Eva Gonzalès was a French Impressionist painter.
Eva Gonzalès was born in Paris and became introduced to sophisticated literary and art circles at an early age by her father, writer Emmanuel Gonzalès. In 1865, at age sixteen, Eva Gonzales began her professional training and art lessons in drawing from the society portraitist Charles Chaplin. Through her father's connections as a founding president of the Société des gens de lettres, she met a variety of members of the Parisian cultural elite, and from a young age was exposed to the new ideas surrounding art and literature at the time.
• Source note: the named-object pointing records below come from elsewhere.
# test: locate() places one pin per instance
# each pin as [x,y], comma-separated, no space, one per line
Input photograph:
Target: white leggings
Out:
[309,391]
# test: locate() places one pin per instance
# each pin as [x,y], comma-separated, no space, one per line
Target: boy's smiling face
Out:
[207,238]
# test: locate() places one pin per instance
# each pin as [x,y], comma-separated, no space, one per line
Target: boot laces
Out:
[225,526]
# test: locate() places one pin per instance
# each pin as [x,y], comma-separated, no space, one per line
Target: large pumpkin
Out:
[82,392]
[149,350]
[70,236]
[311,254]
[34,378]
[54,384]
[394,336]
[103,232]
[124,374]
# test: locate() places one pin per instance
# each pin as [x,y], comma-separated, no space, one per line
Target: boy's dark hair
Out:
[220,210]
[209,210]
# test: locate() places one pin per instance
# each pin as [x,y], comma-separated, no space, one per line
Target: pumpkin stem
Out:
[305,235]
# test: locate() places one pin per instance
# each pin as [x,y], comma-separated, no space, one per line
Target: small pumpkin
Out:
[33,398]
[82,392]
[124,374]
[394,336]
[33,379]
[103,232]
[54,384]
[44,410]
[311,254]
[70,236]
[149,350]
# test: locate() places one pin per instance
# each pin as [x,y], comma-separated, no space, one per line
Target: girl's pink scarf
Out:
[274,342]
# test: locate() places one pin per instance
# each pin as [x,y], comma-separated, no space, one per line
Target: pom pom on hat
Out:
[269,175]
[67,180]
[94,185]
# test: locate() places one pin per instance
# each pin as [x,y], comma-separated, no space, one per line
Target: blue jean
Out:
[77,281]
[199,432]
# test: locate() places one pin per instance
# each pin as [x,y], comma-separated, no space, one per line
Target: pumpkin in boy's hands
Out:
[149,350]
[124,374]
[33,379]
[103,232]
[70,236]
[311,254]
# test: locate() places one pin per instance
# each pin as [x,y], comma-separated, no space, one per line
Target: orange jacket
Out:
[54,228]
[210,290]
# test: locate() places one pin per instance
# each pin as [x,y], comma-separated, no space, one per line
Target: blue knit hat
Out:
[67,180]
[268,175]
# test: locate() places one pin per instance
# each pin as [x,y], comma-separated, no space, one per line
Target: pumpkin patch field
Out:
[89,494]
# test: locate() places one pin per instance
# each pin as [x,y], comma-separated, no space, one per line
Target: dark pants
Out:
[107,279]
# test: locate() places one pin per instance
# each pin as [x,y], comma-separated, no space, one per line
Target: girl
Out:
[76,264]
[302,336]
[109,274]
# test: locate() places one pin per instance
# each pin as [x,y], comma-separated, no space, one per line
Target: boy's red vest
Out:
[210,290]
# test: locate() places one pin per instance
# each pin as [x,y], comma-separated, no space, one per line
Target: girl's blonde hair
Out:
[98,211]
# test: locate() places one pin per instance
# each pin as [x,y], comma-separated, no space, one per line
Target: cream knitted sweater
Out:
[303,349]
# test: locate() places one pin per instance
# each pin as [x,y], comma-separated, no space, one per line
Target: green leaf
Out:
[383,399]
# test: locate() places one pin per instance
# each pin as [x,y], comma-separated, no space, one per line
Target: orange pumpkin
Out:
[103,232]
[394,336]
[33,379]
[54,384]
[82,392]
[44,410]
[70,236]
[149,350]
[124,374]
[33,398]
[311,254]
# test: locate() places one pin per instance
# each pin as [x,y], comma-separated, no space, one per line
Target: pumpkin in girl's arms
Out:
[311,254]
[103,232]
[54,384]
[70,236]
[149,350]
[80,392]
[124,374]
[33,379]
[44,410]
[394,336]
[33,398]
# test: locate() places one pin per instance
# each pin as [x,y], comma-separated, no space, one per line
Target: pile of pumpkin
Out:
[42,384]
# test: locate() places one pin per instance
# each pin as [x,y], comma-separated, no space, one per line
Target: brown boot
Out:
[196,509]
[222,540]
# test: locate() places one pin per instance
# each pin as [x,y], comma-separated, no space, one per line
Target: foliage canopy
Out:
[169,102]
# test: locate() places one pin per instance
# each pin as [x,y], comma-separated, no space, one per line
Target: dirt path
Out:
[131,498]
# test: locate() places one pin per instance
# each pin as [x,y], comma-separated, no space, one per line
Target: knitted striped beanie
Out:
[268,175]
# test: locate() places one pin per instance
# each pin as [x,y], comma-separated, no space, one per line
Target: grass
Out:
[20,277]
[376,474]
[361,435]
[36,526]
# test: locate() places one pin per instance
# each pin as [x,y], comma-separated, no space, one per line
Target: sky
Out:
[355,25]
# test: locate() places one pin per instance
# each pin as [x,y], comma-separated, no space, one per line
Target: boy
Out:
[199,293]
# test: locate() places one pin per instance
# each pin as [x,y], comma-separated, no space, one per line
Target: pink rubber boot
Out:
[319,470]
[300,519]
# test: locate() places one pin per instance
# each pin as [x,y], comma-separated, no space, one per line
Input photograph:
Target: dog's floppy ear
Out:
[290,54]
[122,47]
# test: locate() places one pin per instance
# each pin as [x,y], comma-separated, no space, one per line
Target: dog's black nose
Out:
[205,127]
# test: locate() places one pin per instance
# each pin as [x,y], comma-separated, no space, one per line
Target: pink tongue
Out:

Gonzalès is best known for her starting out as a pupil of the artist Édouard Manet in February 1869. This relationship was formed by poor reviews that Manet received about his Salon entries, which made him hesitant to openly discuss his work; however, something about Eva's presence brought Manet out of his shell. Manet is said to have begun a portrait of her at once, which was completed in March 1870 and exhibited as Mlle E.G. at the Paris Salon in that year. Unfortunately, her debut submissions to the Salon, also in 1870, were overshadowed by the presence of Manet's portrait. In the Portrait of Eva Gonzales, Manet depicts her working at an easel, yet her stiff posture and expensive dress are clearly unfit for creating artwork. This depiction of her likely caused some critics to perceive her simply as a young, decorative model who was working with an older established male painter. Gonzalès was Manet's only formal student and also modeled for several members of the Impressionist school. Manet's Mlle E.G. was discussed more than Gonzalès' oeuvre at her own 1885 retrospective and at the Galerie Daber's exhibition for her work in 1950.
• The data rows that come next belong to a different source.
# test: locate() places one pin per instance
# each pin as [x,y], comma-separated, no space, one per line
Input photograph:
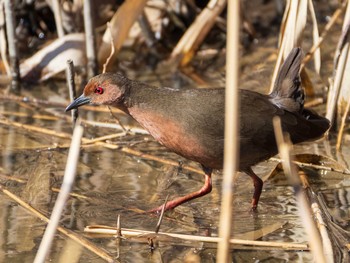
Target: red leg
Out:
[258,184]
[206,188]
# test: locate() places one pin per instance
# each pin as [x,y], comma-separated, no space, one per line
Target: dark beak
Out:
[82,100]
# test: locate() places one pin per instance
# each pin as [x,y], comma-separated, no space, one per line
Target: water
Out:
[111,183]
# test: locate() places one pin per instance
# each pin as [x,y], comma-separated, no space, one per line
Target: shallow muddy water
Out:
[34,141]
[111,182]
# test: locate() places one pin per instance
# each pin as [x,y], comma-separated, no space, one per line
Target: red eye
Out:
[99,90]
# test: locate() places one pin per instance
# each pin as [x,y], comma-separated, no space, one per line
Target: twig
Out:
[112,49]
[71,87]
[67,184]
[231,147]
[161,215]
[325,32]
[304,208]
[92,66]
[315,166]
[342,125]
[58,18]
[79,239]
[12,45]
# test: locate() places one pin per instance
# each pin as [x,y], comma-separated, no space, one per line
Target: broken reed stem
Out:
[324,33]
[231,129]
[138,233]
[67,184]
[305,213]
[112,49]
[58,18]
[315,166]
[161,215]
[71,87]
[342,125]
[68,233]
[89,25]
[12,45]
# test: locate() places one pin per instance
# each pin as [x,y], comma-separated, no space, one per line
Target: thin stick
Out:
[325,32]
[3,41]
[342,125]
[12,45]
[92,66]
[67,184]
[112,49]
[304,209]
[71,87]
[161,215]
[231,130]
[70,234]
[58,19]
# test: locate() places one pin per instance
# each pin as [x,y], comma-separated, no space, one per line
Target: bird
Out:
[190,122]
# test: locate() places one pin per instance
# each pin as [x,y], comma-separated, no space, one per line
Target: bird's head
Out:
[104,89]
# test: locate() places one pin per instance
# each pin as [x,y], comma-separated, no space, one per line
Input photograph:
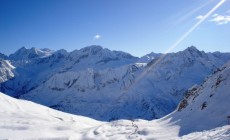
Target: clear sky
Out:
[135,26]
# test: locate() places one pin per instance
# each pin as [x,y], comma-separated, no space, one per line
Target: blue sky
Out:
[135,26]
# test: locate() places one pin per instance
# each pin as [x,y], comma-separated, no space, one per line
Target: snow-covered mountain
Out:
[3,56]
[27,54]
[202,114]
[26,120]
[6,70]
[34,72]
[112,84]
[109,85]
[149,57]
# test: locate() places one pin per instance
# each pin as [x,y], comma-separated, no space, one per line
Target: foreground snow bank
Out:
[21,119]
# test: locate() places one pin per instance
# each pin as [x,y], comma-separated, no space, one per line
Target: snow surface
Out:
[202,114]
[21,119]
[113,83]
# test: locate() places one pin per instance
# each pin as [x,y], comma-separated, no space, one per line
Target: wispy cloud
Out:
[97,37]
[220,19]
[200,17]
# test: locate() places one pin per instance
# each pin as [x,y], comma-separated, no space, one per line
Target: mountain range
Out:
[106,85]
[181,95]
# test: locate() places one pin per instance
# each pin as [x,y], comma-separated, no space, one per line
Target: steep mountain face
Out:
[149,57]
[3,56]
[125,91]
[158,90]
[27,54]
[206,105]
[202,114]
[6,70]
[34,72]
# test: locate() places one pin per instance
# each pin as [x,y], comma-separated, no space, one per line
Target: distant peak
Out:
[192,48]
[93,47]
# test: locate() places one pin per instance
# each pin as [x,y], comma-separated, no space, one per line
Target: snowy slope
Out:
[34,72]
[208,103]
[3,56]
[190,121]
[200,115]
[27,54]
[6,70]
[21,119]
[149,57]
[125,92]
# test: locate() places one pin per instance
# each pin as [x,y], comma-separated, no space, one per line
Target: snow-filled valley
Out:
[114,95]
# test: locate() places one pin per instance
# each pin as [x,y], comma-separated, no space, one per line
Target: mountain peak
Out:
[25,54]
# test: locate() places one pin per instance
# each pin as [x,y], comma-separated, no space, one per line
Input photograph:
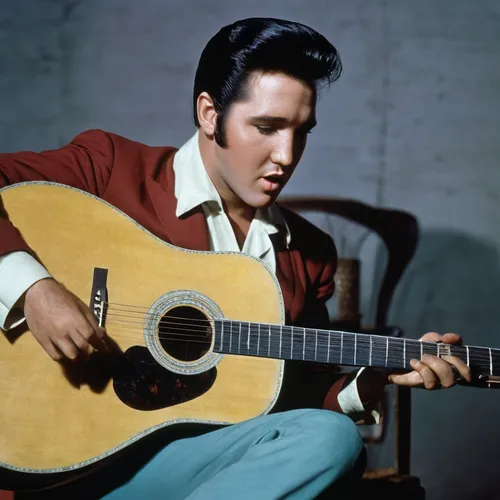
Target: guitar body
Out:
[55,417]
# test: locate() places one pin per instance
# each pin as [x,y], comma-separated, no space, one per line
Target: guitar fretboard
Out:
[341,348]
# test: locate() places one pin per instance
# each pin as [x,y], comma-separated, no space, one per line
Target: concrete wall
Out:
[413,123]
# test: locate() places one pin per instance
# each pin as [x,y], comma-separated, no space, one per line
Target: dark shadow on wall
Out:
[453,285]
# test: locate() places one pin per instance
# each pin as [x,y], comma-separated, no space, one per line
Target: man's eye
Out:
[265,130]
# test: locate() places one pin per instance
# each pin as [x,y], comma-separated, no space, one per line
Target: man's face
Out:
[266,135]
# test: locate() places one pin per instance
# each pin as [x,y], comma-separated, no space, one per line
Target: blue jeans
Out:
[294,455]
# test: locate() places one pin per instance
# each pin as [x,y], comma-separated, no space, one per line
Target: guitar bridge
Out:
[99,295]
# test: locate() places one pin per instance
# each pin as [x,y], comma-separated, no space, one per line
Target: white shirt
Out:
[193,187]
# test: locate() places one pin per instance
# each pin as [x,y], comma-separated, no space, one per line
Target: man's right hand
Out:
[62,324]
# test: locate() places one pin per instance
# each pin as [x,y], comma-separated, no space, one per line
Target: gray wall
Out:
[413,123]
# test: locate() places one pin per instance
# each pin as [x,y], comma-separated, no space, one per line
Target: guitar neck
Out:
[342,348]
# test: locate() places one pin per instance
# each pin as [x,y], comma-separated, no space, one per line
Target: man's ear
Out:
[207,116]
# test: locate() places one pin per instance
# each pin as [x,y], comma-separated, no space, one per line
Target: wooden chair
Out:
[399,232]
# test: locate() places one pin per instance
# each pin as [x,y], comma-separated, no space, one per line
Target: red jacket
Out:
[139,180]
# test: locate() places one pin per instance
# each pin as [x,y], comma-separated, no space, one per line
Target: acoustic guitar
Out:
[193,337]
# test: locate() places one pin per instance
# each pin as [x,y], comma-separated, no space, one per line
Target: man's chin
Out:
[264,200]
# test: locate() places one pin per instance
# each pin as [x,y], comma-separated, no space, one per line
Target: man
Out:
[254,101]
Gonzales' style aligns very closely to that of Manet's Spanish period, slight changes were made through the years as her forms of art consisted of discipline with a sober palette. The subjects she chose to use, were a representation of everyday life, that was deeply transpired by being under Manet's guidance.
During 1871, Manet pursued the incorporation of the more brilliant colors and active surfaces of the Impressionists within his work. Meanwhile, Gonzales decided to retain the neutral color schemes and precise contours of the sixties, while leaving her pastels in softer tones that created a lighter palette for her to work with. Gonzales' work may not be regarded as innovative, but it still holds charm and a sense of sincere personal expression that gives it significant value. Despite her association of being one of Manet's student, her work still carries meaning and progressing in the direction that perfectly aligned with her temperament.
Gonzalès' work was celebrated by Salon reviewers for the inherent intuition with which she approached art, as well as her technical skill. At one point she listed herself as a student of Charles Chaplin with her submissions to the Salon, perhaps as a method to be taken more seriously. Much of her work became characterized through Salon reviews with the discussion of her "feminine technique" and her "seductive harmony." However, her large-scale painting, Box at the Théâtre des Italiens (1874), was characterized by the Salon jury as having "masculine vigor," which led them to reject it with questions as to her painting's authenticity. Nevertheless, her work was reviewed positively by a variety of critics. Louis Leroy, Jules Castagnary, and Émile Zola praised the work she successfully showed at the Salons. Furthermore, the art critic Maria Deraismes championed Gonzalés for producing paintings which challenged the way female painters were viewed and separated from the art scene in Paris.
Like Édouard Manet, Gonzalès never exhibited in the Impressionist exhibitions in Paris, but she is considered part of the group because of her painting style. While studying under Manet, Gonzalès' self-portraits suggest that she was exploring her individuality and identity as an artist by presenting subtle correctives to Manet's version of her. Until 1872, she was strongly influenced by Manet but later developed her own, more personal style. This can be seen in works such as Enfant de Troupe (1870), which is a nod to Manet's Le Fifre (1866), while many of her later paintings involved portraits of her sister, Jeanne. It was common of Gonzales to use her family members, particularly her husband and her sister, Jeanne Gonzalès, as models in her work.
In 1879, after a three-year engagement, she married Henri Guérard, a graphic artist and Manet's engraver. The couple had a son named Jean Raimond in April 1883, shortly before receiving news of the death of Manet. During the Franco-Prussian War she sought refuge in Dieppe.
Her work was exhibited at the offices of the art review L'Art in 1882 and at the Galerie Georges Petit in 1883.
In 1883, Gonzelès died in childbirth at the age of thirty-four, five days after the death of her teacher, Edouard Manet, which left her son to be raised by his father and her sister, Jeanne, who later became Guerard's second wife. Since her death, exhibitions of Gonzales work were held at the Salons de La Vie Moderne (1885), the Salon d'Automne (1907), at several galleries in Paris. Her work has also been exhibited in 1952 at the Musée National des Beaux-Arts, Monte Carlo.